In a large bowl, combine the ground turkey, breadcrumbs, spring onions, ginger, egg, lime zest, soy sauce, and black pepper. Using wet hands, shape the mixture into tablespoon-sized meatballs.
Heat 1 tablespoon of olive oil in a large skillet over medium-high heat. Cook the meatballs, turning several times until they appear browned on the outside. Set aside when browned, they do not have to be fully cooked yet.
Wash the taro, place in a pot and cover with water. Bring to a boil, reduce the heat and simmer about 10 minutes. Strain the taro and soak in cold water. When cooled, peel the skin off and rinse again. Cut the prepared taro into bite-sized pieces.
Heat the chicken stock in a large pot over medium high heat. When the water starts to boil, carefully add in taro pieces, carrots, soy sauce, and browned meatballs. Turn the heat down to low and simmer, stirring occasionally, for 20 minutes, until the vegetables are tender and the meatballs are cooked through.

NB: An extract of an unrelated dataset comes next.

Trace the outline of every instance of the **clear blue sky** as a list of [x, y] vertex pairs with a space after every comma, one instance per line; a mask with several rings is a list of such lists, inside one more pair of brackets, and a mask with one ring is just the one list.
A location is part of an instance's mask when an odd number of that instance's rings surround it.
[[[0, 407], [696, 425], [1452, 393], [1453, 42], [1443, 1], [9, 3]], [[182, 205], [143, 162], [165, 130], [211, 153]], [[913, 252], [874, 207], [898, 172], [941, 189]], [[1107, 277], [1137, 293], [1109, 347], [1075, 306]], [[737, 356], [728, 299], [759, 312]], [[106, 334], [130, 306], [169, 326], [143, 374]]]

When the cooking time comes to the last 5 minutes, heat 3 tablespoons of olive oil in a skillet over medium-high heat. Add the arugula and stir-fry, until just wilted. Stir it to the soup and season with salt and black pepper, to taste. Simmer for a couple minutes to allow the flavors to come together.
Remove from the heat and stir in springonions. Serve.